The blood in the aorta provided little signal during systole, particularly between 34 and 86 ms in the WKY example (Fig. 2A). This may reflect rapid signal dephasing from fluid turbulence or high shear rates in a laminar flow regime when the blood is flowing within the imaged slice. During diastole, slower moving blood appeared considerably brighter. The atria displayed particularly high signal intensity (inflow brightening) at around 112 ms after the R wave trigger (Fig. 2A and B), just after end-systole.
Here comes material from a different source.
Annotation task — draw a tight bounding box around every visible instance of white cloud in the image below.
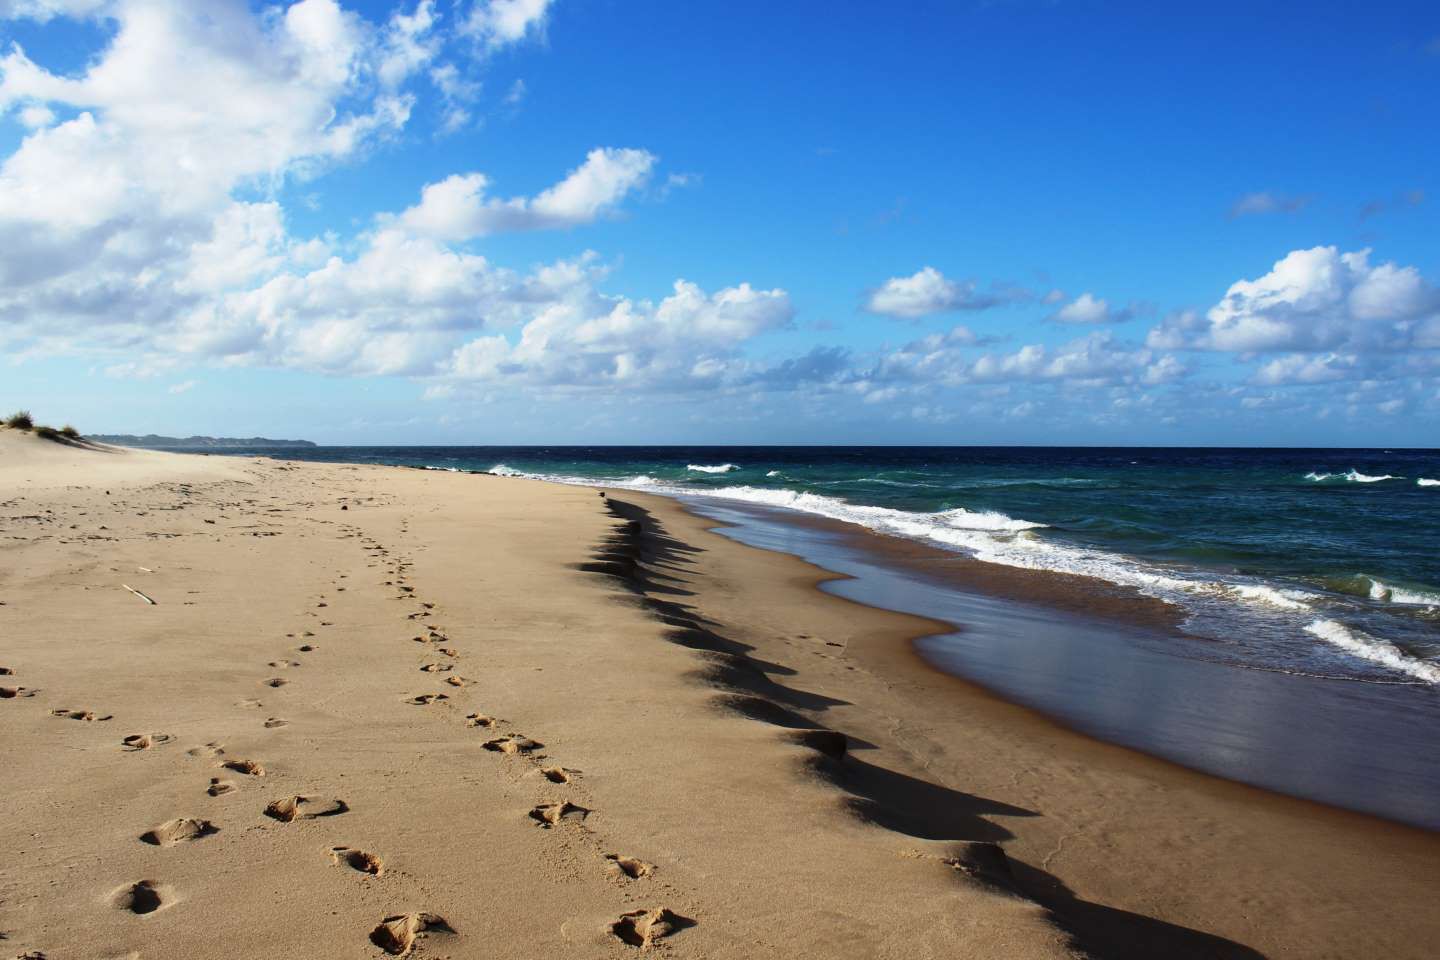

Left ventricular contraction largely involved thickening of the wall and a reduction in ventricular radius in the transverse plane in both the WKY and SHR, particularly around the widest region of the left ventricle (Fig. 2). Systole also produced a comparatively smaller but significant, longitudinal shortening of the left ventricle (Fig. 8). Such motion is thought to be important in human cardiac function (Karwatowski et al. 1994a,b). The LV wall was considerably thinner near the apex in both the WKY and SHR (Fig. 2).
Figure 3 shows the right ventricle as a crescent-shaped appendage attached to the left ventricle, also showing similar blood-muscle contrast. The consistent position of the right ventricle throughout the cardiac cycle indicates that there is little cardiac rotation during contraction, in contrast to the complex cardiac motion seen in humans (Azhari et al. 1992). Similarly, the longitudinal sections of Fig. 2 show no obvious rotation of the heart within the longitudinal plane and consequently little motion of the longitudinal axis of the heart in the WKY and SHR. These observations are important for simplifying subsequent quantitative geometrical analysis of the left ventricle.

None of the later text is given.